In his State Of The Province Address last week, Premier Alan Winde said that in the Department of Community Safety’s oversight of 151 police stations, it was discovered that the Western Cape has a shortage of 548 detectives. Nearly half of the detectives in the province are said to have a caseload of 200 dockets or more, when the “norm” is between 50 and 60.
Further, it has been revealed that a shocking 57 percent of detective commanders have not undergone the requisite training and that 45.8 percent of detectives have not completed the Basic Detective Learning Programme.
According to the findings of the Western Cape government, detectives are also working without the necessary tools for the job. 71 percent do not have informers and more than half of the detectives do not even have a firearm.
Andrew Faull, a senior researcher in Justice and Violence Prevention at the ISS, says that the biggest challenge in SAPS relates to the workload of officers. Faull also explained that practically, not everyone can receive the same treatment from police services.
“The biggest challenge is workload versus resources. The Western Cape has suggested that 48 percent of detectives carry more than 200 dockets…[and] each docket could have two tasks to complete at any one time. It’s an immense workload,” said Faull.
“As such, it isn’t realistic to expect that every case be investigated to the same degree – this is true everywhere in the world. There’s a public myth around criminal justice, that every case gets investigated in the same way and that everyone deserves the exact same service, [but] practically that’s not possible.”
Faull also provided clarity on the distinction between uniformed officers and detectives and briefly explained the general procedure after a case is filed.
“Uniformed officers don’t do any investigations, that’s up to the detectives. Detectives (sometimes called investigators) are the ones responsible for following up on statements initially taken and they are responsible for taking the investigation forward. [However] that can involve doing very little – so if it’s clear from the statement that there are no witnesses and that evidence is unlikely to be discovered, they might choose to close it immediately or follow up with other people,” said Faull.
“Of course, if there’s a crime scene which requires forensic investigation, then ideally the uniformed officer secures the crime scene until a detective and forensic personnel arrive to gather information.”
Despite the problematic docket allocation for detectives in the Western Cape, Faull added that internationally, successful conviction rates are low and that even fewer convictions culminate in prison sentencing. He also explained that the problem of docket allocation cannot be resolved by simply hiring more detectives or by increasing the size of the police service.
“Even in the United Kingdom, only 2.2 percent of all crimes result in a criminal conviction and only 0.3 percent result in a prison sentence – that’s in a country where, to my understanding, detectives try not to carry more than 5 dockets at a time,” said Faull.
“We have very high crime society and we have a large police organisation already, so it isn’t a matter of simply hiring more detectives to dilute the case load.

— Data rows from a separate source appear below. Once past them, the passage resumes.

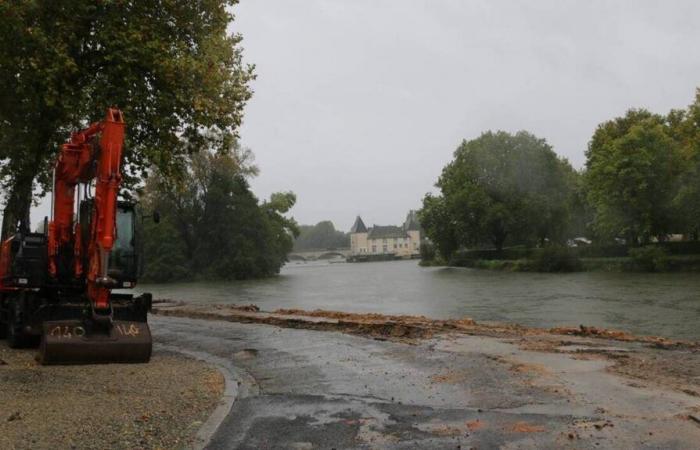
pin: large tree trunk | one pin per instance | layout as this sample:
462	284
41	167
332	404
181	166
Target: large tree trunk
17	206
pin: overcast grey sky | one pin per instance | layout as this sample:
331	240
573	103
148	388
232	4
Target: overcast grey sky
360	103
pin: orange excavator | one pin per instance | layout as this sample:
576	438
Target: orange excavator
57	287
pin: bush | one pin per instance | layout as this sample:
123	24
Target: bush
556	259
652	258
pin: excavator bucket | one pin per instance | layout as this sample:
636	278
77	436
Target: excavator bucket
72	342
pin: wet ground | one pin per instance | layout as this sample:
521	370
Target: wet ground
304	388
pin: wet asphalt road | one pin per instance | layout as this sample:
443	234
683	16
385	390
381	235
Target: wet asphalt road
303	389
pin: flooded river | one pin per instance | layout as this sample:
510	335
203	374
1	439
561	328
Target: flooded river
659	304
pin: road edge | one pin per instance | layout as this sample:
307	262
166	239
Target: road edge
231	392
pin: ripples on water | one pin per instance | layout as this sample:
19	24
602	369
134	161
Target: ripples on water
660	304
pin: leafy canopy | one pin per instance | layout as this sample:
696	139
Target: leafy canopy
212	226
632	168
500	187
171	66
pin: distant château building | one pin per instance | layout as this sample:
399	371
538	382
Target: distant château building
399	242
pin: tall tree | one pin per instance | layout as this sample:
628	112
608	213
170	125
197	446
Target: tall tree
172	67
632	166
213	227
685	130
323	235
500	187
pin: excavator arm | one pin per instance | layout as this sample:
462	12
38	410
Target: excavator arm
81	161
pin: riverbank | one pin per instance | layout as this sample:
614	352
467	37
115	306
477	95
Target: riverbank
323	379
680	263
161	404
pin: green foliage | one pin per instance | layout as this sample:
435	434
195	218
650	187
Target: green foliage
500	188
685	126
555	258
172	67
439	226
427	251
651	258
212	226
321	236
632	169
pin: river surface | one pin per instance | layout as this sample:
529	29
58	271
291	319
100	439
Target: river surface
655	304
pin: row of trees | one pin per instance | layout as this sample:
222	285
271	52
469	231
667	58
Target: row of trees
641	182
212	226
172	67
321	236
177	73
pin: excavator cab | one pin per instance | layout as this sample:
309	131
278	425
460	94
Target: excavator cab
65	284
124	259
119	334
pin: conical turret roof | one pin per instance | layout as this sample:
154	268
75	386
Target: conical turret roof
359	226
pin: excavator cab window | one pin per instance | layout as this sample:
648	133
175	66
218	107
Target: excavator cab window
123	260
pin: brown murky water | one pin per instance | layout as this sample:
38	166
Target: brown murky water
658	304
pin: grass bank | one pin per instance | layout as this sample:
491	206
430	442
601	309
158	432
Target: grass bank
651	258
680	263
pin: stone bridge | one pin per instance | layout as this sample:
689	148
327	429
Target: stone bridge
313	255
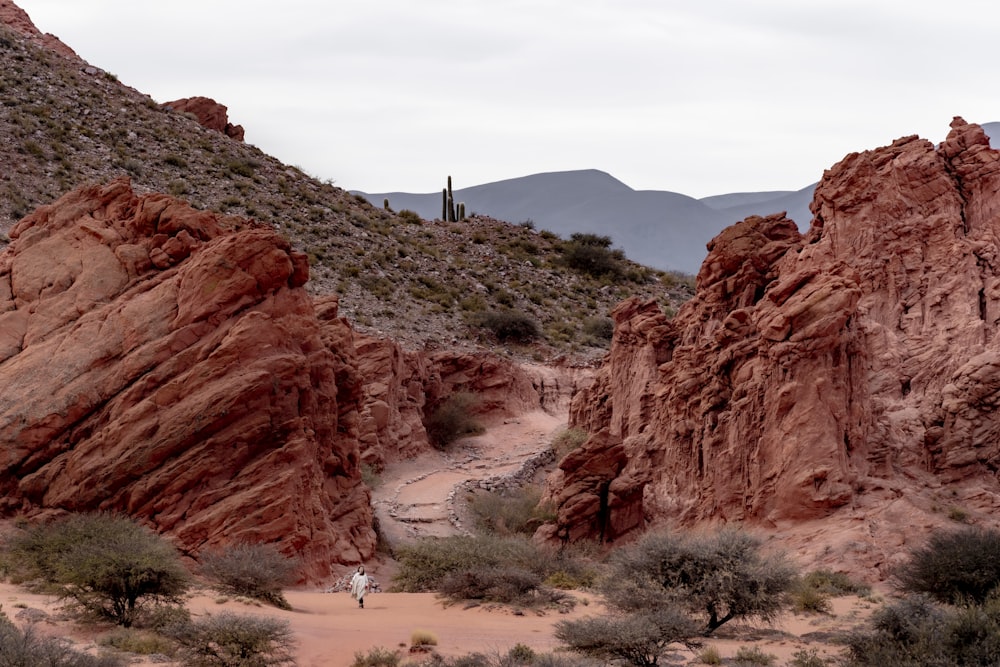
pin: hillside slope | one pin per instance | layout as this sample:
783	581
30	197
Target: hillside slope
65	123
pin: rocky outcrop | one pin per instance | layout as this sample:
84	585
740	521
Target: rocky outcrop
209	113
813	376
17	19
167	363
402	388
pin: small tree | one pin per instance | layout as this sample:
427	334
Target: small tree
722	577
640	639
228	639
257	571
107	564
955	566
25	648
592	254
453	419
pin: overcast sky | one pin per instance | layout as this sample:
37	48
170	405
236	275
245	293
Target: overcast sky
702	98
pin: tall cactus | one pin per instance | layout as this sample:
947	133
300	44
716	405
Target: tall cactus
451	203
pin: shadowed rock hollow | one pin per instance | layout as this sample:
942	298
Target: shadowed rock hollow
849	374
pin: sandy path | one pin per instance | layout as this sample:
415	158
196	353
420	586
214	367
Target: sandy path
421	497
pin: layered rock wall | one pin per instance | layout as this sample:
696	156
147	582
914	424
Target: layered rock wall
167	363
812	374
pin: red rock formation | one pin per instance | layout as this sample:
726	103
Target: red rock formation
210	114
402	387
836	376
168	363
13	16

It might be about changing the systems so we more quickly relieve detectives of certain cases when we know that there’s very little to do on them. If a case can’t be pursued, then it should be closed immediately – potentially by an administrator – so detectives can focus on cases that are most likely to lead to arrest and successful conviction.”
“We should be focusing on cases that are most likely to be solved and on those which cause the most harm.”
A press release by Western Cape Minister of Community Safety, Albert Fritz explained how vital the functions of detectives are in the police service and claimed a provincial shortage in that regard.
“Ultimately, Detectives are responsible for gathering evidence and facts for criminal cases. Their critical services include interviewing potential suspects, examining records and apprehending criminals. The quality of their work determines whether a case is solved or dropped,” reads the statement.
“At present, the Western Cape does not have enough detectives to investigate the spate of criminality and gangsterism in the province. There is a shortage of 548 detectives in the Western Cape and 142 posts currently remain vacant.”